Raghav Kishore is a historian of Modern South Asia and his research has primarily focused on the transformation of urban governance under colonial rule in the nineteenth and twentieth centuries. Raghav is currently revising his doctoral thesis into a book provisionally titled ‘(Un)Governing the City: The Making of Colonial Delhi, 1858-1911’. The book examines the production of urban space and its relation to colonial governance in Delhi in the aftermath of the Great Rebellion of 1857 until the transfer of the colonial capital to the city in 1911. It suggests that it was in this period that new modes of governance came to reshape the city – spatially, politically and culturally. Demonstrating how conflicting agendas of urban policy could stifle specific state initiatives, Raghav argues that such misadventures or failures should be seen as productive– on the one hand by providing a language of new legal codes for the population with which to assail the state and on the other, by enlarging the latter’s bureaucracy and regulatory capabilities. Articles based on this research have previously appeared in journals such as Urban History and The Indian Economic and Social History Review.

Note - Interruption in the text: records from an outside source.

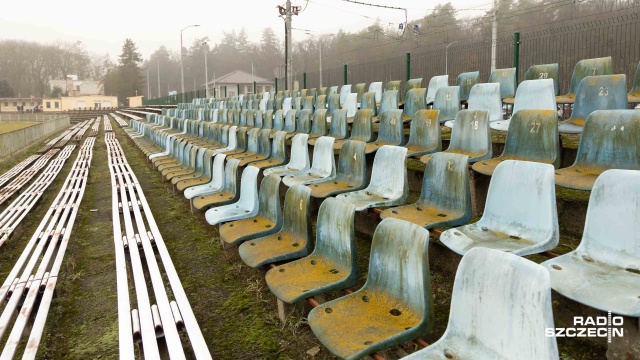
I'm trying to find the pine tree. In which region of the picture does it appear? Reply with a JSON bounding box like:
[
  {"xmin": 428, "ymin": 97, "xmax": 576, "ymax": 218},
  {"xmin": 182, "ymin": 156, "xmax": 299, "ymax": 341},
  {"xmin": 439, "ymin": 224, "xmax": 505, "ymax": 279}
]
[
  {"xmin": 0, "ymin": 79, "xmax": 15, "ymax": 97},
  {"xmin": 105, "ymin": 38, "xmax": 143, "ymax": 105}
]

Raghav is also developing a new project, which builds on his postdoctoral research at the University of York between 2016-17, working on Professor Sanjoy Bhattacharya's Wellcome Trust funded project on the historical and contemporary workings of Primary Health Care in South Asia. Raghav is investigating how newly decolonised countries like India shaped the formation of the UN’s premier health agencies such as the World Health Organisation (WHO) and the Food and Agriculture Organisation (FAO) between 1946-67. This project brings together his interests in the histories of state formation, health, internationalism and the legacies of empire.
Before joining the LSE, Raghav taught courses on South Asian and International History at King’s College London, The School of Oriental and African Studies (SOAS) and The University of Huddersfield. He obtained his PhD from The School of Oriental and African Studies in 2013.